Hay resultados que valen más que mil cifras. En Tunjuelito, la mejora del Parque El Virrey Sur redujo la inseguridad. En Chapinero, la intervención en la Quebrada La Vieja despertó conciencia ambiental. Y en Kennedy, la recuperación de los andenes al frente del INEM reforzó la vida en torno a la institución educativa. Son pequeños milagros de barrio que generan sentido de pertenencia y demuestran que la belleza y los resultados concretos estimulan la participación y la creencia en lo que es de todos.
Tan poderosas son las OSP que, en 2022, fueron reconocidas por la Ley 2262, que las elevó como modelo de cultura ciudadana replicable. Y no es casualidad que la reciente convocatoria del Distrito para financiar 40 nuevas obras haya superado las expectativas. Aún hay gente que quiere participar y dejar de ser usuaria frustrada de un Estado lejano para convertirse en ciudadana activa en su propio territorio.
La democracia necesita más que votos. Requiere confianza, pertenencia, sentido del cuidado de lo público. Y en medio de la catástrofe política, eso construye en los andenes, en los parques, en los murales. Allí es donde la ciudadanía toma forma concreta.
Mientras el presunto orden global se descompone y el pesimismo supera las fronteras, por un lado, y este país se deshace en medio de diagnósticos repetidos y cierres de procesos y verdades que se vuelven a abrir, por el otro, apostar por lo local es estratégico. Es volver a lo básico para recuperar lo esencial. Un árbol sembrado, una calle ordenada, un parque embellecido, pueden cambiar la actitud frente a las instituciones, al menos las cercanas.

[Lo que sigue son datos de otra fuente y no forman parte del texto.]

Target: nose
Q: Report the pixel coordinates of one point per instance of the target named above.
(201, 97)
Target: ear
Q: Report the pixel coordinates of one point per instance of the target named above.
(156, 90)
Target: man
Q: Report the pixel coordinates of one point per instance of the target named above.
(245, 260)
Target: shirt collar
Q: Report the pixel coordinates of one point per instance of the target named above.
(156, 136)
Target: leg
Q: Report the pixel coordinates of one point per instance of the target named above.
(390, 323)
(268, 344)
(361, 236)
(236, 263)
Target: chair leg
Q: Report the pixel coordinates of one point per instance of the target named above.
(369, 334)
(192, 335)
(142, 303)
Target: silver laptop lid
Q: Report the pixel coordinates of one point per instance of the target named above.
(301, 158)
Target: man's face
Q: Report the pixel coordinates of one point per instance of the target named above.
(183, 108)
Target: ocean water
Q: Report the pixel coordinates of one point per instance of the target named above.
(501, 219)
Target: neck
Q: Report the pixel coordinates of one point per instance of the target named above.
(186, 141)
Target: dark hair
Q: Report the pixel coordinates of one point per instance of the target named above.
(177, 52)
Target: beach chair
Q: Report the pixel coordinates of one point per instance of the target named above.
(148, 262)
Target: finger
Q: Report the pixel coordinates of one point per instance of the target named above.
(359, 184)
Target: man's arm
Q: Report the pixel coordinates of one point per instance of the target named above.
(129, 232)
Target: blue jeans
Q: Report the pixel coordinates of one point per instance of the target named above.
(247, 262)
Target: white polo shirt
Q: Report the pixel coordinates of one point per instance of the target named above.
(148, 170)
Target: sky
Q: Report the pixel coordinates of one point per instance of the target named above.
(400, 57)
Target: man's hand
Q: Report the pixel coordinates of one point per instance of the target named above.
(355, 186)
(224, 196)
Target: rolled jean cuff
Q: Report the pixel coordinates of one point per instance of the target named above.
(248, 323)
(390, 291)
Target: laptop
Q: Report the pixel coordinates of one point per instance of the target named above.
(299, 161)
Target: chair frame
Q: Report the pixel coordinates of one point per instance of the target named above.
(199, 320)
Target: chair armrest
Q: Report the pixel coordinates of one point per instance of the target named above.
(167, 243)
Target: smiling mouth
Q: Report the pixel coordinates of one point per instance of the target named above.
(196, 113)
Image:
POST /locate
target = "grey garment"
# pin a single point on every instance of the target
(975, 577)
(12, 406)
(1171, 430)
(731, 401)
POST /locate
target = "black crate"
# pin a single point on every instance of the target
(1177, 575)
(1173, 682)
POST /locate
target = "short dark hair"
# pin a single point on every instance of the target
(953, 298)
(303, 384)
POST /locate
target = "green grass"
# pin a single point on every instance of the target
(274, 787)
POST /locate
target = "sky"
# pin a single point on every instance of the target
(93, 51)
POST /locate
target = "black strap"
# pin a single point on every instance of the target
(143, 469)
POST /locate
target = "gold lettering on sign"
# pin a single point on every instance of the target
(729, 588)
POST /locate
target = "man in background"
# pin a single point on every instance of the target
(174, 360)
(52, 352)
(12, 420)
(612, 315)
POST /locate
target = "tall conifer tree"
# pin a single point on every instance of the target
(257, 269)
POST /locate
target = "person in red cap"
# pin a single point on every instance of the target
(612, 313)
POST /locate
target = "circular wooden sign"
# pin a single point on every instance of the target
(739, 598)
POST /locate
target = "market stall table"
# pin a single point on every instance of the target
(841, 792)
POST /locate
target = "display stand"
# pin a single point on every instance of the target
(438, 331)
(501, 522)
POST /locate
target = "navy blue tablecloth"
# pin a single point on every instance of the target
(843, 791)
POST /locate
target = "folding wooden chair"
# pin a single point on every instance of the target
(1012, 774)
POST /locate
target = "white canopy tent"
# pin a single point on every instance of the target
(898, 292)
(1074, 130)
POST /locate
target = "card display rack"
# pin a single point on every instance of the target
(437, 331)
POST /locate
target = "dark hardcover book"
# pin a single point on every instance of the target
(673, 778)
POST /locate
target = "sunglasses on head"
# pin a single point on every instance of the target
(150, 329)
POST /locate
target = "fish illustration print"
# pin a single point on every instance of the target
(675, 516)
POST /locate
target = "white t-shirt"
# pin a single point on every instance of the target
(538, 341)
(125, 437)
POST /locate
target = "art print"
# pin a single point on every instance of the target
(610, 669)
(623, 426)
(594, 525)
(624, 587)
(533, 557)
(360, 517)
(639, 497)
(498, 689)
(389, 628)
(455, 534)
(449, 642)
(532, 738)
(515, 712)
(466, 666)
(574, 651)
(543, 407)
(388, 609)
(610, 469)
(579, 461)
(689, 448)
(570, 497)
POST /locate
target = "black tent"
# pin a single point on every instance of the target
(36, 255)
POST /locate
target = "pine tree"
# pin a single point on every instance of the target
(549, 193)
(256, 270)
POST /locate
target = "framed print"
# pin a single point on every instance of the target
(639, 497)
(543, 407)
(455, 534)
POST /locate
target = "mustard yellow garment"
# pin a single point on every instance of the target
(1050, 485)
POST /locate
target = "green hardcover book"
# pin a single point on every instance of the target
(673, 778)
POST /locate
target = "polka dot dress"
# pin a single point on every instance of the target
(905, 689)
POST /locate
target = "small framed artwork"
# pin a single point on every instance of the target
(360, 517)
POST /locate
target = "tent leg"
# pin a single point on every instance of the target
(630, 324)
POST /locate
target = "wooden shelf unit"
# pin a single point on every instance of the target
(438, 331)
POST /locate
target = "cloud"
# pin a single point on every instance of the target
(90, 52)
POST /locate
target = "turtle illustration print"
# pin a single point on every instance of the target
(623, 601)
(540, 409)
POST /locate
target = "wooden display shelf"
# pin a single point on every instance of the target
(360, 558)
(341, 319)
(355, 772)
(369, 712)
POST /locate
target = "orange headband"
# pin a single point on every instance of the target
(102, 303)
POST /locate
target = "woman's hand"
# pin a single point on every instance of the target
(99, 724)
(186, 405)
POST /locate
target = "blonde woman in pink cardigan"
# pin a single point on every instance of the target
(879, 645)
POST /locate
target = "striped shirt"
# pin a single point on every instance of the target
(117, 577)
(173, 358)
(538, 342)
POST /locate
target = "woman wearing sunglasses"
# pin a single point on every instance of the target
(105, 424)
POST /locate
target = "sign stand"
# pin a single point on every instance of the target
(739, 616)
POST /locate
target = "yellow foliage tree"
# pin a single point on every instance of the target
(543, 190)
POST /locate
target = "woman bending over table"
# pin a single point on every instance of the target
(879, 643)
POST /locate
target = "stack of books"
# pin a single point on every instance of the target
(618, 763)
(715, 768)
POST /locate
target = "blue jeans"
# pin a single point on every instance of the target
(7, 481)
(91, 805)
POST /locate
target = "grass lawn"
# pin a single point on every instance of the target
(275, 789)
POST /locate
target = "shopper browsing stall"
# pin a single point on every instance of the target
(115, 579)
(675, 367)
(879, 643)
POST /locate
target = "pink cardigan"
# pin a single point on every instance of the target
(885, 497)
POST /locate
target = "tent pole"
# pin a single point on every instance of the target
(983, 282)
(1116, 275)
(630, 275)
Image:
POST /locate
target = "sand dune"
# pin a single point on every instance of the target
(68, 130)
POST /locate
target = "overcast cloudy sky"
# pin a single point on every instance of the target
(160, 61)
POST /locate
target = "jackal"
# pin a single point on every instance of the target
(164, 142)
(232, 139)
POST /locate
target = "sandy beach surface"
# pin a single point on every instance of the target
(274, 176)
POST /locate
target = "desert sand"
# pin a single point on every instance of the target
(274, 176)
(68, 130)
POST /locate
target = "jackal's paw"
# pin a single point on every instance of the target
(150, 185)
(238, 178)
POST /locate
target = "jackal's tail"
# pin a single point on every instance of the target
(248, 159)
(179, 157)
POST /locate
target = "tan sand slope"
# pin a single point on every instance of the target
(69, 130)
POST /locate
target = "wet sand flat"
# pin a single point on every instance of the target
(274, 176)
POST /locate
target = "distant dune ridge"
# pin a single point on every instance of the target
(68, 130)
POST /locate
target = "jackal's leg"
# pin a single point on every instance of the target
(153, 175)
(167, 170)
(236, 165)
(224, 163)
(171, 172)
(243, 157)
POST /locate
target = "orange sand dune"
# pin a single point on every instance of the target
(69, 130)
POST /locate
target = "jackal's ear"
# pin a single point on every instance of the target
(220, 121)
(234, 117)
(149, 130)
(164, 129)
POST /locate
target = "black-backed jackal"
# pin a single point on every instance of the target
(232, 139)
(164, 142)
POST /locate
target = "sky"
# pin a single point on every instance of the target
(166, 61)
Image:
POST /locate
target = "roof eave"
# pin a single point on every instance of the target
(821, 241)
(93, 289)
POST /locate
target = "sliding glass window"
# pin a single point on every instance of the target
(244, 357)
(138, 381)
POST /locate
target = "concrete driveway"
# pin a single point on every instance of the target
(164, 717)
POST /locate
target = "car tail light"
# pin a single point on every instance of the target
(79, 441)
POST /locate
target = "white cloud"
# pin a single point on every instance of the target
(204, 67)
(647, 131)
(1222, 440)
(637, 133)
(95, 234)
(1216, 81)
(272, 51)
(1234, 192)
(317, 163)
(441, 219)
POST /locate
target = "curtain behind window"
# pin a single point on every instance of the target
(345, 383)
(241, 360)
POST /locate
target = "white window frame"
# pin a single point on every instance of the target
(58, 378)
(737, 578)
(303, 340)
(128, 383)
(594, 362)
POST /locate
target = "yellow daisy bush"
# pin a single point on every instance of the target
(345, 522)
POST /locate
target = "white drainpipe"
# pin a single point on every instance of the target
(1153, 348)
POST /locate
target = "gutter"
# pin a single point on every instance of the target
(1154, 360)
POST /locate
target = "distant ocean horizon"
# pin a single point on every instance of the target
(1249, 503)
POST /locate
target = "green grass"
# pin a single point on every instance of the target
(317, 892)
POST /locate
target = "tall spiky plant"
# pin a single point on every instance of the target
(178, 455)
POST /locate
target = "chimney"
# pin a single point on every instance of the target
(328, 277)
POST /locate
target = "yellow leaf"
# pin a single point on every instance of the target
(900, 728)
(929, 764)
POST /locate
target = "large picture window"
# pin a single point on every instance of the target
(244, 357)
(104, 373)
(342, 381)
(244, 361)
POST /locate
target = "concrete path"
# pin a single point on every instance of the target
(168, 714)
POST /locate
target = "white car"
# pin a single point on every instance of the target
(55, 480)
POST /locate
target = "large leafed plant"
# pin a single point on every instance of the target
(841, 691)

Tal vez el mundo no se pueda transformar desde una calle, pero ahí es donde se pueden sembrar semillas de mostaza. Tras cientos de años de historias repetidas, recuperar las interacciones públicas a nivel local es casi la única posibilidad de pelear contra el pesimismo global y nacional. Resistir y participar desde lo esencial es la mejor posibilidad para a una ciudadanía que se activa sólo cuando siente que hay viabilidad.